On Tuesday, the Board of Supervisors voted 3-0 — with supervisors David Haubert and Lena Tam absent — to place the recall question on the Nov. 5 ballot, alongside an expected rematch between the nation’s last two presidents as well as a wealth of state and local races. The timing of the recall election had been a point of contention in recent weeks, as county leaders implemented a new set of recall laws passed by voters in March that lengthened the timeline for an election to be held.
The move fell in line with a recommendation by Alameda County Registrar of Voters Tim Dupuis, who raised concerns about the expected $15 million to $20 million price tag of holding a special election in August or September. He also raised concerns about his office not having its election equipment ready in time for the November election.

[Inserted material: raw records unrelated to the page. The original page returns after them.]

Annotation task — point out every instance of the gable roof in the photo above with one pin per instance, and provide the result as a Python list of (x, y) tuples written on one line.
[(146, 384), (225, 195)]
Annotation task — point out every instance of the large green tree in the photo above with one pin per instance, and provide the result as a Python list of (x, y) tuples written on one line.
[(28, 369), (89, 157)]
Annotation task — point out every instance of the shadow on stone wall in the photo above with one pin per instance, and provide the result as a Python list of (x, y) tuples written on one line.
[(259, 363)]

“We don’t have enough equipment to hold two county-wide elections,” he said flatly.
It also set the stage for the second recall election targeting a progressively-minded district attorney in the Bay Area in barely two years. In June 2022, San Francisco voters booted Chesa Boudin from office in a nationally watched election that many viewed as a referendum on left-leaning polities in the criminal justice system.
His dismissal came in sharp contrast to voters’ preferences in that very same election across the Bay Bridge, where Alameda County voters placed Price first among four candidates for the East Bay job. She won the job outright four months later, defeating a longtime prosecutor.

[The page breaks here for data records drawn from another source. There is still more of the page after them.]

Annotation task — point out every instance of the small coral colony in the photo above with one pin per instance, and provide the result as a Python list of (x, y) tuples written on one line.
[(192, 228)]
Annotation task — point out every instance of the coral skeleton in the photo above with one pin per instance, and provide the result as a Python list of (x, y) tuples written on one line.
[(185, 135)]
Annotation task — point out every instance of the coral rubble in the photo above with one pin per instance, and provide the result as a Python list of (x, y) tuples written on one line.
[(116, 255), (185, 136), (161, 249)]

Lately, cracks have begun to emerge in the East Bay’s Democratic Party, after U.S. Rep. Eric Swalwell, who represents the Tri-Valley area, took aim at Price on social media, telling her to “Tweet less. Prosecute more.”
The online tiff began when Swalwell posted to X, formerly known as Twitter, about a postal worker being robbed in the East Bay. He decried how “soft on crime Alameda County prosecutors have given the bad guys a green light to hurt people,” adding that “people of the East Bay have never felt as unsafe as they do today and are leaving our community in droves.”
“We need a rule of law,” tweeted Swalwell, a former Dublin City Council member and Alameda County prosecutor.
Price’s campaign responded in their own tweets, questioning why Swalwell had started blaming Alameda County’s district attorney for postal carrier robberies “when Alameda County residents historically elected the first Black woman as District Attorney.” The campaign listed several previous instances of mail carriers being robbed before she took office, adding “I guess that makes the previous DA ‘soft-on-crime,’ too, but for some reason, you never attacked her politically for it.”
At her press conference Wednesday, Price further questioned why Swalwell was “holding us to a different standard as my predecessor,” former District Attorney Nancy O’Malley, whom Swalwell himself once worked for as a prosecutor.
A spokesperson with Swalwell’s office declined to comment Wednesday.
The recall’s organizers appear to be heading into the six-month recall race with a significant fundraising edge. Donations to the two leading political organizations fueling the recall effort have dwarfed those going directly to Price’s “Protect the Win” campaign since last summer, campaign finance filings show.
The Save Alameda For Everyone recall campaign has brought in nearly $569,000 in contributions during the first three months of 2024, according to campaign finance forms filed May 1. That’s in addition to the roughly $1.1 million that it raised in 2023.
Much of that money has come from a single political action committee, Supporters Of Recall Pamela Price, which contributed $545,330 from January through March, along with about $694,000 in 2023. The group has since come under investigation by the California Fair Political Practices Commission amid allegations by Price’s campaign that it failed to properly disclose its contributors.
Price’s Protect the Win campaign, meanwhile, brought in slightly more than $36,000 over the first three months of 2024. That’s in addition to the $82,000 in contributions it raised in 2023.